I find myself dining more and more often in fast-casual restaurants as opposed to ones that offers full service (and I use that term loosely). Why? As well as being more in command of the timing of my experience, I find the amount of hospitality in many fast-casual chains equal to or better than many of the casual full-service restaurants – for less money. Exactlty what can you learn from a CASE (copy and steal everything) study of today’s successful concepts? Think hospitality instead of service.
On a recent holiday to Pei Wei, PF Chang’s fast-casual concept, using a colleague of mine (his first time to enjoy there), he was impressed with all the friendly food delivery and provide to have drink refills for people. Drink refills? Most of us could offer that little dose of hospitality within our restaurants. Heck, at many full-service restaurants today, you’re lucky if you get a refill in a timely manner. Will that develop your sales? Certainly!
The Golden Corral inside my neighborhood features a very Cheers-like atmosphere, where the guests request specific servers as well as the managers are out front and manage to know everyone. Wonder why they continue to build sales and have long lines? The guests possess a better experience for less coin. You have the capacity to create an event such as these in your building too–should you move out front.
Leave your kitchen tiles and spread some smiles working the guests’ tiles. Get on the opposite side from the counter and view your guests’ meals. Inject some hospitality in your restaurant. Why do you think a lot of people go through the drive-through? They might not need ahead inside. Develop a better experience and they’ll be lining up. Studies have shown that dine-in guests spend more money, so provide them with a good reason ahead on in!

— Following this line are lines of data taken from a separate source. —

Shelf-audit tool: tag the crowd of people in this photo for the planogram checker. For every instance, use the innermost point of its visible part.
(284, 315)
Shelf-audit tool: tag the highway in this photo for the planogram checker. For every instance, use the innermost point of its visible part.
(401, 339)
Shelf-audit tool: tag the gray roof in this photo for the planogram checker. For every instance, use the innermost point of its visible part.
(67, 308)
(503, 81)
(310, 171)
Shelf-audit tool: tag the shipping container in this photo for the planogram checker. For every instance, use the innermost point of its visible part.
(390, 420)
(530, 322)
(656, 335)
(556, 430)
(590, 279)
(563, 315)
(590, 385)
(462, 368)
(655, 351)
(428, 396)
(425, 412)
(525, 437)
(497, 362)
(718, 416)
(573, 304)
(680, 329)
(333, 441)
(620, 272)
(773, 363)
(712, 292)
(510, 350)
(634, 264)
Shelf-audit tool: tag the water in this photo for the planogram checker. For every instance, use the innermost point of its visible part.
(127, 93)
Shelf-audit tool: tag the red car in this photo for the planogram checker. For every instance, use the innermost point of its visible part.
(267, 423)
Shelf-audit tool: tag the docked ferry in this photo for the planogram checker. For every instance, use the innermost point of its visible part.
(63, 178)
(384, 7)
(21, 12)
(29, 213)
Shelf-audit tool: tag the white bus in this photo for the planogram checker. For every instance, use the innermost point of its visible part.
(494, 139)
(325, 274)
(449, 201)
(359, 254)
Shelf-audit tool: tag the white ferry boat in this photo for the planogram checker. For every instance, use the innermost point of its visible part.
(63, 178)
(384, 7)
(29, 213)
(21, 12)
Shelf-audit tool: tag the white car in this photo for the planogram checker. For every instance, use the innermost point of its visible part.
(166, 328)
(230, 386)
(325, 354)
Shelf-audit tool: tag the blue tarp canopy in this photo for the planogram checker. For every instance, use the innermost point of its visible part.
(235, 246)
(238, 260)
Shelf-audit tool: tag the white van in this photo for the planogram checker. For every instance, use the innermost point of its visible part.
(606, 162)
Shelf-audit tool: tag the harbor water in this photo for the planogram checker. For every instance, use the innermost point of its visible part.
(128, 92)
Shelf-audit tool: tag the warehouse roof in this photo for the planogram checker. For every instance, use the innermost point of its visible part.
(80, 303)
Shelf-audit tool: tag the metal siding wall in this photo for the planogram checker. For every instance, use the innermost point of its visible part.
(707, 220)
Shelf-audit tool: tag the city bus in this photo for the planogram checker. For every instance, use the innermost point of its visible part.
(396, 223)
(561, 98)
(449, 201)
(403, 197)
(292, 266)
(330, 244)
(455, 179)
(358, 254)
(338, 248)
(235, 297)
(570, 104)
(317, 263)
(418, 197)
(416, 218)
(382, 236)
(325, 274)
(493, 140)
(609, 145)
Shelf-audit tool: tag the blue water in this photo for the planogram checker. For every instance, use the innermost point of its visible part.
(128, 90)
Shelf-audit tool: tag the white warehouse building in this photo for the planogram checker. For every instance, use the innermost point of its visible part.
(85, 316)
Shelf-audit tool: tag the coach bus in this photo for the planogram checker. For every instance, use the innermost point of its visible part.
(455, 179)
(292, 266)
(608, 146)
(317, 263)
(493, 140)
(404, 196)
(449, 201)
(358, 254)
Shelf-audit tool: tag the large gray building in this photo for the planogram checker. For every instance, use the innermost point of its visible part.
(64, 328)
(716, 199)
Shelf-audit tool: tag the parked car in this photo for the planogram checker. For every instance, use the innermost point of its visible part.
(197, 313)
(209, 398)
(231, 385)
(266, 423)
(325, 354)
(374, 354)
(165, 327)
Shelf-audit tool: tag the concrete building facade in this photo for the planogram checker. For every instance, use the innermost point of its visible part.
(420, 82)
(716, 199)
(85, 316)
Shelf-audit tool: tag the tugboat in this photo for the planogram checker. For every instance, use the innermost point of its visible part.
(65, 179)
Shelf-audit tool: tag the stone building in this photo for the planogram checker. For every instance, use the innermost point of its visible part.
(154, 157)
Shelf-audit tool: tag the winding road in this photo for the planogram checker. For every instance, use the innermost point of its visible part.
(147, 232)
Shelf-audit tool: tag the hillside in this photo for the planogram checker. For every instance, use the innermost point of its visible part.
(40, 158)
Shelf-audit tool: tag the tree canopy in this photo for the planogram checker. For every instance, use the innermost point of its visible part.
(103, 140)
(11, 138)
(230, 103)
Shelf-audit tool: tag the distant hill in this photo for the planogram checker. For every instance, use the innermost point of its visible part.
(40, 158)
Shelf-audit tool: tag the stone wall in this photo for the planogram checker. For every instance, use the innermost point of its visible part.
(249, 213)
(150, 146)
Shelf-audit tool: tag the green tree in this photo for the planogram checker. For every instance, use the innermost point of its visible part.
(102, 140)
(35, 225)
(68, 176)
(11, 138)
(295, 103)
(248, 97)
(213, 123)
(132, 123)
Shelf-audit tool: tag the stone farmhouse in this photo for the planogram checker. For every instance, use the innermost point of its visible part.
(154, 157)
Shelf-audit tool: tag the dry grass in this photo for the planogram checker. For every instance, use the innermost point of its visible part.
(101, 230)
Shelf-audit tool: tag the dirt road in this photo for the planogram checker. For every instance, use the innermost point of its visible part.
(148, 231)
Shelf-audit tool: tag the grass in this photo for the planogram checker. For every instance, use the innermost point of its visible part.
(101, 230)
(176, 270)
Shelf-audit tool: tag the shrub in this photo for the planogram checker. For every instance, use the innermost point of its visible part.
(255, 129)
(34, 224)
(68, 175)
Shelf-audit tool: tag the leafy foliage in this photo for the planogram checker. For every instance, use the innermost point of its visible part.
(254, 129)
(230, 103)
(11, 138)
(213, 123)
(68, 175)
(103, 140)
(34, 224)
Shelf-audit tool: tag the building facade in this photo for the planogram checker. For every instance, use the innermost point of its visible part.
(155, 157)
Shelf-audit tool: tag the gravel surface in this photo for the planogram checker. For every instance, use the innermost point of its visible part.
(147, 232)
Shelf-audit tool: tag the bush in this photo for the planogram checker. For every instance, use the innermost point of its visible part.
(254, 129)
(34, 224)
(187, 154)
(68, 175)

Hospitality Rally – Add a dose of hospitality to your pre-shift meetings. Teach your men and women to communicate with your diners–and this starts with you. It takes no more time and costs forget about money for someone pre-bussing a table to smile, discover how the meal is, and discover should they need everything else. Your rally should focus on how the interactions happen, not on a number of steps and tasks the guest doesn’t worry about.
A recently available trip through my local Chick-fil-A drive-through opened my eyes for the distinction between service and hospitality. I ordered a big drink and pulled around towards the window. The attendant passed us a straw and informed me the entire was $1.29. I gave her the money, and she joked that was simply for the straw–the soda was yet another $1.29. A bit laugh from someone jblstb her job and showing it to the guests. Services are filling the requirement–if so, the need being “I’m thirsty”–and can be delivered by a vending machine or a variety of places. Hospitality, though, is unique. It happens through people. My family dines at Pei Wei menu frequently with this very reason. How will you have the transition inside your restaurant?
Cashiers, phone, and drive through. A good rule of thumb would be to greet the guest by name. In the event you don’t recognize them, their name is Welcome. Start their experience off on the right foot. Positive, reassuring responses such as “great choice,” “that’s my favorite,” “it’s our most favored items,” “which goes well with ___” will make sure the guest feels good about their order. Simply replace the nod, non-acknowledgement, or “okay” with eye contact along with a positive response. Watch the sales add up.